High Cost Child Care Options
Full time infant childcare at the Y costs $160 per week (or $8000 per year) which is on the low end of average for the nation. According to a report by the National Association of Child Care Resource & Referral Agencies (NACCRRA), “the average annual cost of full-time care for an infant in a center ranged from $4650 in Mississippi to $18,200 a year in the District of Columbia.”
Though childcare does get cheaper as your child grows older, it is still a big expense.
Options for Lower Cost Child Care
For parents who face these challenges, there are several ways to lighten the financial burden of childcare.
1. Use your employer’s Dependent Care Account. This is a type of Flexible Spending Account that allows you to save up to $5000 pre-tax dollars per year for childcare (or elder care, if you’re taking care of aging parents). There is also a Dependent Care Tax Credit for any post-tax dollars you spend on childcare.

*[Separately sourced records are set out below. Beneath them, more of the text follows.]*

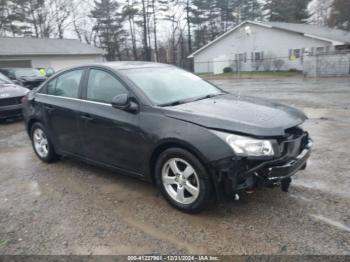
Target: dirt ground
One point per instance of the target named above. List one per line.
(71, 208)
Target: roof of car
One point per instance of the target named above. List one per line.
(122, 65)
(13, 46)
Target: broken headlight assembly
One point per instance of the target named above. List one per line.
(247, 146)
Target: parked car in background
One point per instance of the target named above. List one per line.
(10, 98)
(26, 77)
(165, 125)
(47, 72)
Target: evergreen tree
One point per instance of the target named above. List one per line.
(340, 14)
(292, 11)
(109, 27)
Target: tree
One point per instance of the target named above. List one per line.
(9, 16)
(145, 31)
(130, 11)
(340, 14)
(109, 27)
(291, 11)
(36, 15)
(320, 10)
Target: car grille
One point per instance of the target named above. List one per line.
(10, 101)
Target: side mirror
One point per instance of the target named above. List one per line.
(124, 102)
(50, 72)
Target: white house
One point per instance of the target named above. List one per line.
(265, 46)
(46, 52)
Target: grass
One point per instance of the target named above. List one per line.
(3, 243)
(251, 75)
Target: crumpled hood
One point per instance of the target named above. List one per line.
(247, 115)
(10, 90)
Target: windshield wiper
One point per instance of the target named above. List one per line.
(207, 96)
(188, 100)
(176, 103)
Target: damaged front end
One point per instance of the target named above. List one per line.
(238, 174)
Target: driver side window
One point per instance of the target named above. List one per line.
(102, 86)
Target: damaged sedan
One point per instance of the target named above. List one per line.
(167, 126)
(10, 98)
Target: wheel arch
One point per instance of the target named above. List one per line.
(31, 122)
(173, 143)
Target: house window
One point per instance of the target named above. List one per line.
(242, 57)
(257, 56)
(295, 54)
(320, 50)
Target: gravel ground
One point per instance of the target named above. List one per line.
(71, 208)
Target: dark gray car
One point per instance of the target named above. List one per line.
(165, 125)
(10, 98)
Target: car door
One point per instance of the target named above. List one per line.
(61, 107)
(110, 136)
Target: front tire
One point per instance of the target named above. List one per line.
(42, 144)
(183, 180)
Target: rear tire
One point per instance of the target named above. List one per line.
(42, 144)
(183, 180)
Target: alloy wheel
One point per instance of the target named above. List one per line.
(180, 181)
(40, 143)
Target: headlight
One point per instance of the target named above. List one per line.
(247, 146)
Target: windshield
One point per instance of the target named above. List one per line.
(169, 85)
(4, 80)
(27, 72)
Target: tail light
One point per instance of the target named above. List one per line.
(24, 100)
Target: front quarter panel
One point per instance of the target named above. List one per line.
(161, 130)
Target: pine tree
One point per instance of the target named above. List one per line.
(340, 14)
(109, 27)
(292, 11)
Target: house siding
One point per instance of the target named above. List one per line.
(271, 42)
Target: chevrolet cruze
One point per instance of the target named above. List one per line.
(167, 126)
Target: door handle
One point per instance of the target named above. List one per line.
(49, 108)
(86, 117)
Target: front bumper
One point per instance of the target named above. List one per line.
(10, 111)
(236, 174)
(281, 172)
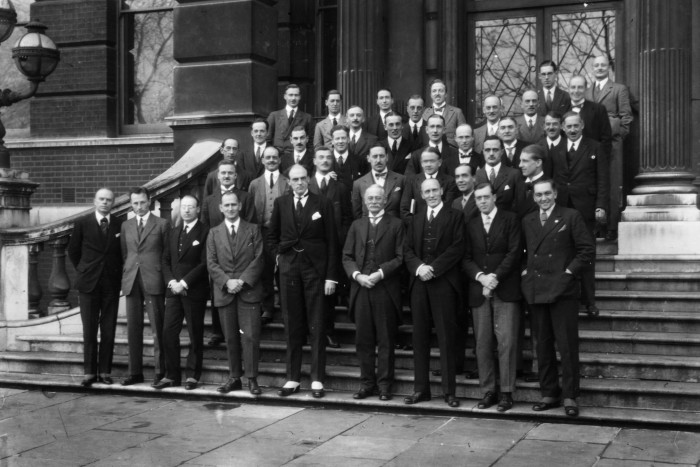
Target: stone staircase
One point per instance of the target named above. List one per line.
(640, 359)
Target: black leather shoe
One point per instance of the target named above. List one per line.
(506, 403)
(416, 397)
(89, 381)
(364, 393)
(132, 379)
(488, 400)
(253, 387)
(233, 384)
(284, 392)
(451, 400)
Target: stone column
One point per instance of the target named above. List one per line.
(361, 39)
(661, 215)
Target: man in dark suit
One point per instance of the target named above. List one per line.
(435, 127)
(492, 266)
(376, 123)
(559, 247)
(505, 180)
(265, 190)
(282, 122)
(323, 184)
(453, 115)
(372, 258)
(392, 182)
(235, 264)
(414, 130)
(187, 295)
(303, 234)
(144, 244)
(433, 254)
(530, 125)
(398, 148)
(549, 96)
(615, 98)
(94, 250)
(360, 140)
(583, 175)
(412, 200)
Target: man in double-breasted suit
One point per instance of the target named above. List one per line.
(559, 247)
(492, 266)
(304, 236)
(373, 258)
(391, 181)
(186, 295)
(235, 264)
(95, 251)
(282, 122)
(433, 255)
(144, 244)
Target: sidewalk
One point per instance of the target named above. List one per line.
(70, 429)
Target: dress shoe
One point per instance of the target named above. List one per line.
(284, 392)
(253, 387)
(506, 402)
(332, 343)
(132, 379)
(89, 381)
(488, 400)
(364, 393)
(416, 397)
(451, 400)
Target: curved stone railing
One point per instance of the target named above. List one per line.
(20, 289)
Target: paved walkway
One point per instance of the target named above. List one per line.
(69, 429)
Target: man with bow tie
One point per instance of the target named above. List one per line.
(95, 251)
(186, 295)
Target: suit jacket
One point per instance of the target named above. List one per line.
(453, 118)
(561, 102)
(244, 261)
(211, 213)
(397, 162)
(317, 235)
(449, 249)
(562, 243)
(615, 97)
(258, 190)
(339, 195)
(322, 133)
(530, 135)
(585, 184)
(393, 187)
(145, 255)
(497, 252)
(280, 131)
(507, 185)
(190, 264)
(411, 193)
(93, 254)
(388, 254)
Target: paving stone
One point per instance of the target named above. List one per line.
(534, 452)
(566, 432)
(364, 447)
(656, 446)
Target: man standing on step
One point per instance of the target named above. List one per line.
(188, 291)
(559, 248)
(235, 264)
(144, 244)
(95, 252)
(372, 258)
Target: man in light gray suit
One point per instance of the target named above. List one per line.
(144, 243)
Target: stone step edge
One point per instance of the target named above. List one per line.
(610, 415)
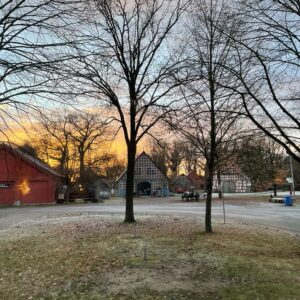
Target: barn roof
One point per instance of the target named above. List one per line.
(145, 154)
(33, 161)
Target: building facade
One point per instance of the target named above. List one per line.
(198, 182)
(181, 184)
(148, 179)
(25, 179)
(232, 181)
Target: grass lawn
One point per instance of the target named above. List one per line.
(99, 257)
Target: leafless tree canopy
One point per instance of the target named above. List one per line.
(127, 55)
(28, 49)
(266, 65)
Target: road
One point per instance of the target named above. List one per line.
(252, 212)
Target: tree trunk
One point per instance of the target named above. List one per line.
(129, 214)
(209, 187)
(275, 189)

2. Arrange for flex-time at work. A mom-friend of mine who is the breadwinner in her house while her husband is at school has worked it out that she works from Tuesday-Saturday at her job. She takes care of their 6 month old son on Mondays, he takes care of the baby Tuesdays and Thursdays when he only has evening classes, and Grandma looks after the little one on Wednesdays and Fridays. If both Mom and Dad (and assorted grandparents) arrange for staggered schedules, you may not need any daycare—or only drop-in care for a few hours here and there.
3. Use a college student as your sitter. If you are lucky enough to live in a college town, students can make for less expensive sitters. I met several college students who were happy to do occasional babysitting when I volunteered our son for a program through Purdue’s Infant Lab. My contacts through that program are responsible 20-somethings who obviously care about kids, as they are focusing their studies on infants. Some students are even looking for more than just part-time work—to help them offset the costs of college.
4. Start your own daycare. In-home family day cares are very common, and if you are already unsure how to pay for day care, this could be a way to not only stay home with your child, but also earn some money. This is not an option for the faint of heart, and there may be local or state laws you must comply with.
5. Share childcare costs with a friend or neighbor. If you and another parent go in together to hire an in-home caregiver, you can divide the costs while still reaping the benefits of individualized care.
For us, I am going to stick with the Y for now. Since our son only needs childcare for 15 or so hours a week, I am able to enjoy the benefits of both being a stay-at-home-mom, as well as get some breathing room for my work.